This blog post was excerpted from Kathy Huston’s blog Krafty Kathy. Kathy is a member of the Education Team and is providing fun and educational content for children to enjoy at home. Enjoy the original blog post that includes scientific experimentation and a worksheet to log data..
Make naturally dyed eggs at home!
Sometimes we have to find a new way,
which may really be an old way,
to do something that’s been done for many centuries,
something that has been done in many, many different ways
to celebrate new life and new hope,
oh! the fun springtime activity of dying Easter eggs!

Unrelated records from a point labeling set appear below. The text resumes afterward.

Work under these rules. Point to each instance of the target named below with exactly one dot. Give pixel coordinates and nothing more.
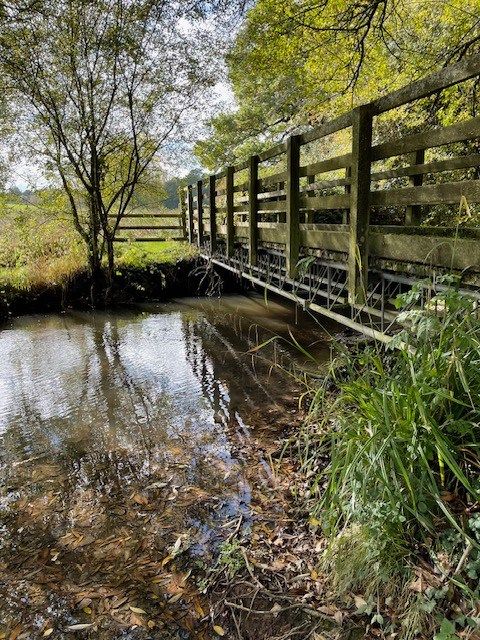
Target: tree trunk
(94, 258)
(110, 263)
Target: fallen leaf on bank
(198, 608)
(175, 598)
(136, 609)
(15, 632)
(79, 627)
(219, 630)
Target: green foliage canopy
(301, 62)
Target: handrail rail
(294, 202)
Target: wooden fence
(324, 206)
(148, 226)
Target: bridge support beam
(200, 213)
(253, 210)
(229, 205)
(293, 204)
(212, 186)
(414, 212)
(190, 213)
(362, 119)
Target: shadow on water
(123, 439)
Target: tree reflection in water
(122, 433)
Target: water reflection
(121, 433)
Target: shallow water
(123, 439)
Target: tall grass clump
(399, 496)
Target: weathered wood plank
(190, 213)
(433, 251)
(434, 82)
(176, 239)
(200, 212)
(272, 206)
(277, 235)
(471, 233)
(137, 227)
(447, 193)
(330, 164)
(293, 205)
(338, 201)
(330, 240)
(324, 184)
(212, 222)
(467, 130)
(148, 215)
(342, 122)
(230, 210)
(451, 164)
(273, 179)
(413, 212)
(272, 152)
(253, 209)
(359, 204)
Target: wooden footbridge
(341, 218)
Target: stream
(129, 442)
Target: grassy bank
(370, 527)
(391, 454)
(43, 262)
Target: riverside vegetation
(383, 538)
(44, 263)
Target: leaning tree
(101, 86)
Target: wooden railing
(324, 207)
(148, 226)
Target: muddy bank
(131, 285)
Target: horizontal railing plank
(277, 150)
(147, 228)
(329, 240)
(176, 239)
(342, 122)
(449, 253)
(338, 201)
(331, 164)
(148, 215)
(273, 179)
(450, 164)
(272, 206)
(447, 77)
(325, 184)
(447, 193)
(459, 132)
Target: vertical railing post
(359, 203)
(309, 215)
(348, 176)
(213, 213)
(190, 213)
(253, 210)
(200, 213)
(182, 206)
(293, 204)
(229, 204)
(414, 211)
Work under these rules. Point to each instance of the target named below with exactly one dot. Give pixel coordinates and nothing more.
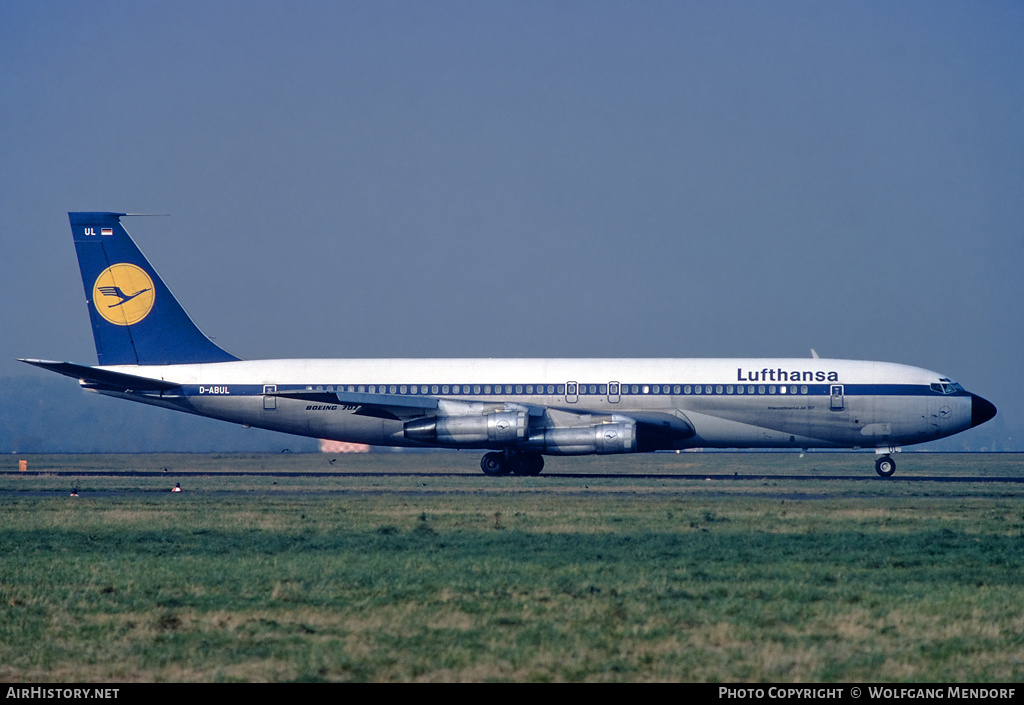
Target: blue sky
(530, 178)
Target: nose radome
(981, 410)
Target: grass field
(397, 568)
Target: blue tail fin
(135, 318)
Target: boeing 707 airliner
(517, 410)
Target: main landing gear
(503, 462)
(885, 465)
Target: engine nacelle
(615, 437)
(499, 427)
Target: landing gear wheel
(495, 464)
(527, 464)
(885, 466)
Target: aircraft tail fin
(135, 318)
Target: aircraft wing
(107, 379)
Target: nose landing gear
(885, 465)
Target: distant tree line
(55, 415)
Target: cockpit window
(945, 386)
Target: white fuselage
(714, 403)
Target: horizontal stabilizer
(104, 378)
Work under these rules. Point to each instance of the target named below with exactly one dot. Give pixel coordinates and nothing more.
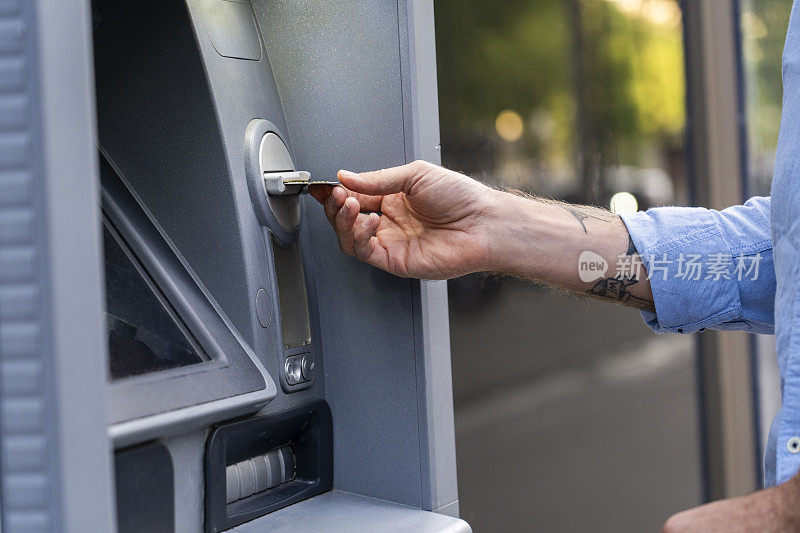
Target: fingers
(365, 243)
(343, 224)
(386, 181)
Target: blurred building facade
(571, 414)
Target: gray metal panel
(337, 69)
(340, 512)
(56, 462)
(434, 375)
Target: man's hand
(770, 510)
(417, 220)
(420, 220)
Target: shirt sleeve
(707, 268)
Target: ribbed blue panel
(26, 454)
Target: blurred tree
(607, 74)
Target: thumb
(386, 181)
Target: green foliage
(530, 55)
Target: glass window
(570, 414)
(763, 25)
(144, 334)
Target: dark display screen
(144, 333)
(292, 298)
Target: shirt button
(793, 445)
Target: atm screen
(292, 298)
(144, 333)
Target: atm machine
(183, 347)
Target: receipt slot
(176, 316)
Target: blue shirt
(765, 231)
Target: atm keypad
(299, 368)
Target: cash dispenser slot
(258, 465)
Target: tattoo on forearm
(618, 289)
(581, 215)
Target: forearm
(544, 241)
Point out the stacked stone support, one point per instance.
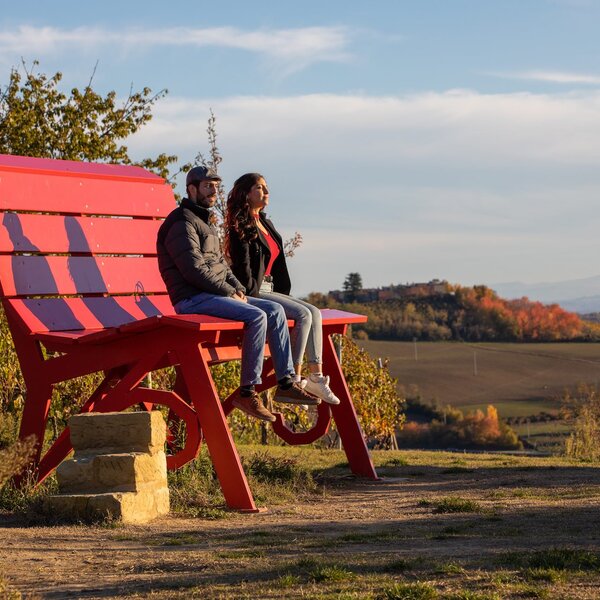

Meet my chickens: Joe, Morgee, Moe, and Jenner.
My hens lay brown eggs in so many beautiful shades, and one is speckled.
Did you know that many of the plants we eat and that grow around us can be transformed into natural dyes? Spices like turmeric, drinks like teas and coffee, juice from berries, and boiled vegetables can all be used to dye eggs, paper, cloth, and more.
I decided to use roselle tea leftover from the Fall, purple cabbage currently growing in my garden, Spanish needle flowers- sometimes referred to as weeds, and brown onion skins from my pantry to dye my brown eggs.
First, simmer the plant material in water on the stove. The more plant material in the water, the more color the dye will have. Observe the dye to decide when it has simmered long enough. Some plant dye will go from purple or green to brown if over boiled.
1. For roselle, I used frozen peels from seed pods. Zinger Tea can also be used.
2. For purple cabbage, I only used the tough stems and insect nibbled leaves, so I could add the rest to my stew.
3. For onion, I only used the brown papery skins, so the onion can still be used for food.
4. For Spanish Needle, I used the flowers and was sure to leave plenty of flowers for the bees.
Second, after straining the plant material from the colored water, add vinegar to the dye. The dye adheres better to eggs in a solution that is acidic. Let cool.
Third, You can use crayons to draw designs on the hard-boiled eggs. We tied a couple of eggs in the mesh bag the onions came in, adding leaves to one- hoping for a cool design.
Fourth, place hard-boiled eggs in cooled natural dye. We let ours soak for more than an hour, which caused some color to flake off the eggs that were in the very acidic roselle dye.
See how my brown eggs turned out.
What a fun Easter “Eggsperiment!”
See what cool dyes you can create from plants.
This blog was created and photographed by Kathy Huston, Children’s Garden Coordinator.